Granola is my memories of summers' past food. I don't care that the pumpkin granola recipe isn't my great-aunt Nita's Granola recipe, which she was sure she had whenever we came to visit her up in the middle of nowhere, Vermont. It tasted of cold mornings warmed up by berry picking afternoons, It tasted of fresh corn, and swatting mosquitoes that came from everywhere while looking out at the flowers in the front yard. It smelled of fresh air that couldn't have come down from the mountains, because I think Nita lived in the mountains themselves. It tasted of goodness, of simplicity like the people who had once built the Community House had wanted.
The Community House was a simple white building down the road that looked like it might have been a Shaker Meeting House. It had walls. It had benches. It had nothing else.
The granola I make now isn't even the right recipe. I have Nita's recipe; it's in the Moosewood Cookbook, thank you very much, and I should make it, but I think it will taste different in my city apartment than it did in Nita's country house. And since I can never get back to Nita's house (she died in the late 90s), I don't really want to alter my memories of Vermont Granola. A granola that tastes simply of the ingredients needed and love.
Vermont Granola tastes of the promises of youth. Nita used different raisins or something. We often visited her at the end of August, just when the freedom of somewhere was getting a little wearing. But the sparse nature of her house, added to the need to be aware of everything I could taste. There were simple pleasures at Nita's house, I just had to stop whining about having to put a heating pad at the foot of your bed before I went to sleep.
But I have pumpkin granola now. Made it last night from a recipe I found in November and had made once earlier. Foods should be about more than just how we nourish our physical bodies; Food should be how we our selves, our mind.
Do you want something that you don't really have to chew right now? Do you have the chest bug that is making the rounds, and is the mucous setting up house in your lungs? Then I have your recipe! Cook up a third of a cup of brown rice with about three quarters a cup of chicken stock. You want more liquid than truly necessary because you want to be able to slurp it down when you've finished eating the rice. You want to something easy to digest because your body really isn't up to doing much more than moaning and coughing. And the chicken broth will help with that chest congestion.
The fact is, the rice cooked in chicken broth is my perfect comfort food because my mother told me to make it for myself when I had the flu as a grown up. I felt achy and slept more than people normally do, and I thought that I should eat something, but I couldn't really figure out what.
"Do you have chicken broth in the house?" My mother asked.
"No, I don't think so." I said, wondering what she was going on about.
"Go get some. The supermarket should just have chicken broth. Buy it with some rice and cook it with the stock instead of water. It'll make you feel better."
I may have muttered something about not wanting to go outside, but I didn't really have any other option. My parents lived 40 minutes away, and this is what I got for insisting I wanted to move out and live on my own. What does independence get you? It gets you the privilege of having to go out and buy your own goddamned chicken soup when your sick, that's what.

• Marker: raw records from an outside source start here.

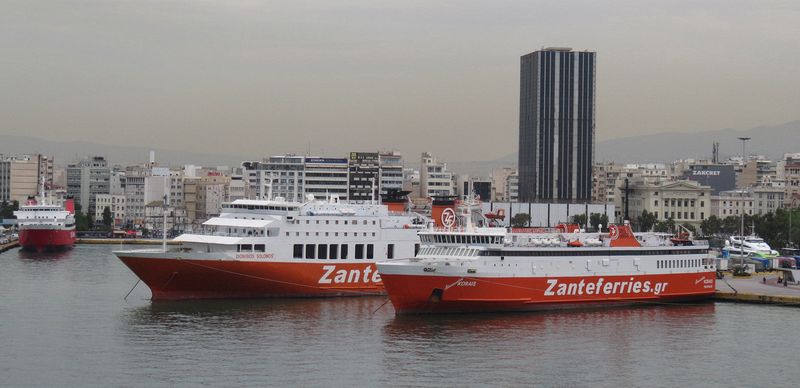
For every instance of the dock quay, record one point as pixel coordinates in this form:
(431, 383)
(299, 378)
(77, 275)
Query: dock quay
(124, 241)
(9, 245)
(754, 289)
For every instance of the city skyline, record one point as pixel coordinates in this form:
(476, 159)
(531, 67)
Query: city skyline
(379, 76)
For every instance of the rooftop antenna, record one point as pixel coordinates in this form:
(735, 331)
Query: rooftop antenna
(372, 190)
(269, 188)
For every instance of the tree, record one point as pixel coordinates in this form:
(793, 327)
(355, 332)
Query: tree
(710, 226)
(520, 220)
(597, 219)
(108, 219)
(646, 221)
(579, 219)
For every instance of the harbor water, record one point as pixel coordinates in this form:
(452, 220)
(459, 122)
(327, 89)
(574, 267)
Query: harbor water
(64, 322)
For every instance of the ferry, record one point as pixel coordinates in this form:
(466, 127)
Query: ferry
(478, 269)
(750, 246)
(46, 226)
(276, 248)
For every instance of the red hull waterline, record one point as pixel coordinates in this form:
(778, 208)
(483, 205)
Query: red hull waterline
(41, 240)
(417, 294)
(175, 279)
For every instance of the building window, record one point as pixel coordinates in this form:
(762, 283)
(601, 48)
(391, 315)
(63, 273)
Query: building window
(310, 251)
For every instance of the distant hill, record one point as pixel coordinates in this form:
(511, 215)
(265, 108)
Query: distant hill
(67, 152)
(770, 141)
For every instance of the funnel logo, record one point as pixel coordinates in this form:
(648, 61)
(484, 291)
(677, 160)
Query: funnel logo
(614, 231)
(448, 218)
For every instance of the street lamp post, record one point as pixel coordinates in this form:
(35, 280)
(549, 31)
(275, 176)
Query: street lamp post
(741, 201)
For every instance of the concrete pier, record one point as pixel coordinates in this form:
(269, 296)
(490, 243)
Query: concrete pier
(10, 245)
(753, 289)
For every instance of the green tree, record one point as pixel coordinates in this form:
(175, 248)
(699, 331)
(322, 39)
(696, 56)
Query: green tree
(711, 226)
(579, 219)
(108, 219)
(520, 220)
(646, 221)
(597, 219)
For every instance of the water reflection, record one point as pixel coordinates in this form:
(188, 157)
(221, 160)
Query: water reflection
(31, 256)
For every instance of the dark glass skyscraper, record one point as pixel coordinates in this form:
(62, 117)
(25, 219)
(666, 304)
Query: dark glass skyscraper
(556, 125)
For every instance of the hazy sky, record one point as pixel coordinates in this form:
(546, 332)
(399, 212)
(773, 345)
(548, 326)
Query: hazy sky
(257, 78)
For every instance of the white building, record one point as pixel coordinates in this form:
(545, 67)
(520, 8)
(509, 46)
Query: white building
(391, 176)
(511, 192)
(325, 176)
(435, 180)
(682, 201)
(116, 205)
(732, 203)
(86, 179)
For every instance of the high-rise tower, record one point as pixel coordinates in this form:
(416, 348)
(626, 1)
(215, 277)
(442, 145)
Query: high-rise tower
(556, 125)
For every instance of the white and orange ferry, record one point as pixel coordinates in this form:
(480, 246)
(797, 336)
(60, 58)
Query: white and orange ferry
(463, 269)
(45, 224)
(274, 248)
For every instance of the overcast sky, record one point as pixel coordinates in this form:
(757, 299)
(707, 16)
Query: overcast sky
(256, 78)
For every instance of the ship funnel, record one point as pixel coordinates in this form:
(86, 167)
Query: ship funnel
(443, 211)
(69, 205)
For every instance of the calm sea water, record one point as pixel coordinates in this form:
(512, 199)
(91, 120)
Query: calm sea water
(63, 322)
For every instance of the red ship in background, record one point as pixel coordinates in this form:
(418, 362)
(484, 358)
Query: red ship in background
(46, 226)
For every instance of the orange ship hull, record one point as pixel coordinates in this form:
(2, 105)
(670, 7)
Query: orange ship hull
(431, 294)
(41, 240)
(184, 278)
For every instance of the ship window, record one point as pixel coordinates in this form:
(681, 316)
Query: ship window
(359, 251)
(298, 251)
(310, 251)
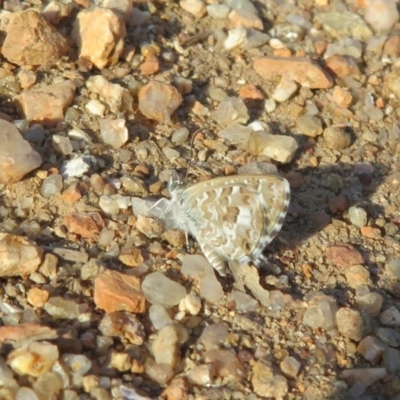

But she was right. The fact is, the only thing you have to worry about when you're making chicken broth with rice (or Chicken Soup with Rice if Maurice Sendak needs a prop right now) is not falling asleep before the broth all gets soaked up by the rice. It's HOT, it's got PROTEIN, it's bland, but it's got just enough salt in it to replace whatever your body is losing by sweating out a fever. It's GOOD stuff.
And thus that is my comfort food for when I'm sick.
Comfort foods are sort of a luxury good, too. Many people eat solely to keep from dying. Anyone who has the time to think about what they're eating and why they want that particular food is extremely fortunate. Perhaps that's the best comfort of all, knowing how lucky some of us are.